An Empire Market vendor residing in New Mexico pleaded guilty to selling MDMA, methamphetamine and LSD through a vendor account on dark web markets.

The defendant Gilberto Melgarejo pleaded guilty in a federal court in Brooklyn, he admitted to conspiracy to distribute and possession with intent to distribute. He and his co-conspirator Brooke Gray were operating a vendor account on Wall Street Market and Empire Market under the name “TheQueensHive.” Gray pleaded guilty to the charges on August 10, 2021.

The investigation followed the same pattern seen in all of the darkweb investigations. A U.S. Drug Enforcement Administration (DEA) Special Agent Allan Liefke wrote that investigators identified the TheQueensHive account on Wall Street Market as a target in 2018. Investigative methods included undercover purchases, viewing surveillance footage, blockchain analysis, subpoenas to financial service companies, and open-source intelligence gathering.

In 2019, undercover DEA agents in New York made several undercover purchases from TheQueensHive account on Wall Street Market. The purchases and deliveries occurred as expected. However, investigators quickly had the defendant on camera.

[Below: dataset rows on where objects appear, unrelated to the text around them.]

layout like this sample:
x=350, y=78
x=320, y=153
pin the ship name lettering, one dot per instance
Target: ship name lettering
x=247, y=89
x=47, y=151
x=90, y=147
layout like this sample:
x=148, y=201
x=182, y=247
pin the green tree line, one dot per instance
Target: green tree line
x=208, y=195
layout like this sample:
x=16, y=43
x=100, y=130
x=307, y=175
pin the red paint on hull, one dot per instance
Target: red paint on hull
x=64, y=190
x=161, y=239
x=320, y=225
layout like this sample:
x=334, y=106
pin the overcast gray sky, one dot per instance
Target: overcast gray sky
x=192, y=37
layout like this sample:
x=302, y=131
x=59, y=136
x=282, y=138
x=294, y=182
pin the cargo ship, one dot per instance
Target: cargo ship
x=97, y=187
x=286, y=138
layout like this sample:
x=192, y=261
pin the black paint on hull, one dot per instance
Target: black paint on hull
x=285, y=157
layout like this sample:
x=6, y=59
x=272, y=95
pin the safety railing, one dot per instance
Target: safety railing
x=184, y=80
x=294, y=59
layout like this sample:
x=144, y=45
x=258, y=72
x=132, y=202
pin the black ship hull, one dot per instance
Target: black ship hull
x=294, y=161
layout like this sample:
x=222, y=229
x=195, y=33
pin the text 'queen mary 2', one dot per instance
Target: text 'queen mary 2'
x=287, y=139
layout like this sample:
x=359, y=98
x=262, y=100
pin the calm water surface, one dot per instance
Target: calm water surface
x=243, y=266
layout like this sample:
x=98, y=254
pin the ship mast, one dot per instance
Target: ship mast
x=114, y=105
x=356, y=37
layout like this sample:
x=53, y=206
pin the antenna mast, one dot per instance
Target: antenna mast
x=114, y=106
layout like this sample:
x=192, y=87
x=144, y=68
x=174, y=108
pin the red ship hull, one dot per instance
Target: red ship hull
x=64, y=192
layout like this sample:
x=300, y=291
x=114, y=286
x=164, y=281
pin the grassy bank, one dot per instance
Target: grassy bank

After they received the package from empire market, they reviewed information from the United States Postal Service (USPS) and found out where the package was mailed from. Investigators reviewed footage obtained from the location and identified a hispanic male who arrived at the gas station in a silver Honda Civic and a package wrapped in a gold foil. After he entered the location, the suspect, identified as Melgarejo, placed the package inside a USPS envelope. Special Agent Liefke noted that the gold foil packaging matched the packaging received by the DEA after ordering methamphetamine from TheQueensHive. Empire market

Empire Market thequeenshive
Empire Market

A search of public records revealed that Gray used a phone number associated with an AT&T account. Records from AT&T revealed that Gray’s mother, who lived at the same address as her father, owned the AT&T account. The DEA knew the phone numbers Gray had contacted between August and September 2019. Although the complaint does not indicate the method used to obtain this information, one can only assume they obtained authorization to install a pen register or trap and trace device. Gray’s number had sent more than 300 SMS messages to a specific number during the timeframe specified above.

Records from the cryptocurrency exchange indicated that the number in question belonged to Melgarejo’s exchange account. The same records revealed that the same phone number had accessed an exchange account under Gray’s name. The DEA also obtained information from CenturyLink that associated the Gray I.P. address with Melgarejo’s cryptocurrency exchange account.

They were both arrested on November 14, 2019, in Albuquerque, New Mexico.

Although the actual sentence will likely be much shorter, the charges allow for a maximum prison sentence of life.